1.6 Information from Holder

It shall be a condition precedent to the obligations of the Company to take any action pursuant to this Section 1 with respect to the Registrable Securities of any selling Holder that such Holder shall furnish to the Company such information regarding itself, the Registrable Securities held by it, and the intended method of disposition of such securities as shall be required to effect the registration of such Holder’s Registrable Securities.
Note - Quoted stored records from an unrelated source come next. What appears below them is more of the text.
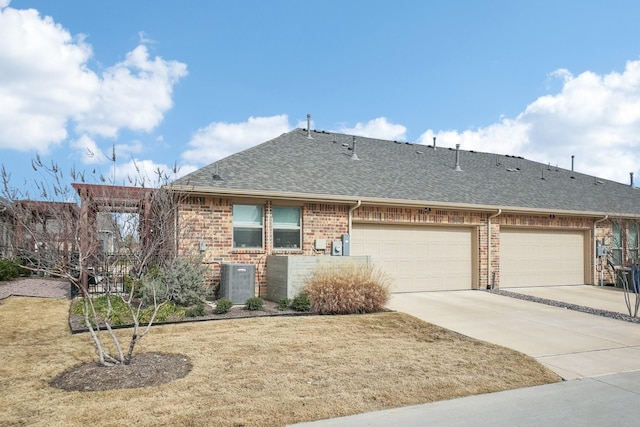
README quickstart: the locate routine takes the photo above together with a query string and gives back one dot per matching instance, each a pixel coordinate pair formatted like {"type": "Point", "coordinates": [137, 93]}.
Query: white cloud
{"type": "Point", "coordinates": [378, 128]}
{"type": "Point", "coordinates": [219, 139]}
{"type": "Point", "coordinates": [46, 85]}
{"type": "Point", "coordinates": [595, 118]}
{"type": "Point", "coordinates": [87, 150]}
{"type": "Point", "coordinates": [133, 94]}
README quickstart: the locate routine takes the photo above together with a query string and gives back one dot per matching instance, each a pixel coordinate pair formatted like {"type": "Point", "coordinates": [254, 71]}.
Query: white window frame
{"type": "Point", "coordinates": [247, 226]}
{"type": "Point", "coordinates": [286, 227]}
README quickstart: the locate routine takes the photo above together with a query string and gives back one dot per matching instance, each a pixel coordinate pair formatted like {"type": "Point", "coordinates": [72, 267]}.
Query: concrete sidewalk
{"type": "Point", "coordinates": [610, 400]}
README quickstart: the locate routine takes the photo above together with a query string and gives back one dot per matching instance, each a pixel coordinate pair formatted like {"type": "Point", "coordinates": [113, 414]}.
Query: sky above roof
{"type": "Point", "coordinates": [165, 83]}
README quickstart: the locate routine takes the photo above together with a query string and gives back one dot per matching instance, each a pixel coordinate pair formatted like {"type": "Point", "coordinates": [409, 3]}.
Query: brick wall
{"type": "Point", "coordinates": [209, 220]}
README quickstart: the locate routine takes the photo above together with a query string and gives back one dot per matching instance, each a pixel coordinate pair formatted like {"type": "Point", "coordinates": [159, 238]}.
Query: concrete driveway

1.7 Expenses of Registration

All expenses other than underwriting discounts, commissions and stock transfer taxes incurred in connection with registrations, filings or qualifications pursuant to Sections 1.2, 1.3 and 1.4, including (without limitation) all registration, filing and qualification fees, printer’s and accounting fees, fees and disbursements of counsel for the Company and the reasonable fees of one special counsel for the selling Holders (not to exceed $50,000) shall be borne by the Company. Notwithstanding the foregoing, the Company shall not be required to pay for any expenses of any registration proceeding begun pursuant to Section 1.2 or Section 1.4 if the registration request is subsequently withdrawn at the request of the Holders of a majority of the Registrable Securities to be registered (in which case all participating Holders shall bear such expenses pro rata based upon the number of Registrable Securities that were to be requested in the withdrawn registration); provided, however, that if at the time of such withdrawal, the Holders have learned of a material adverse change in the condition, business or prospects of the Company from that known to the Holders at the time of their request and have withdrawn the request with reasonable promptness following disclosure by the Company of such material adverse change, then the Holders shall not be required to pay any of such expenses and shall retain their rights pursuant to Section 1.2.

1.8 Delay of Registration

No Holder shall have any right to obtain or seek an injunction restraining or otherwise delaying any such registration as the result of any controversy that might arise with respect to the interpretation or implementation of this Section 1.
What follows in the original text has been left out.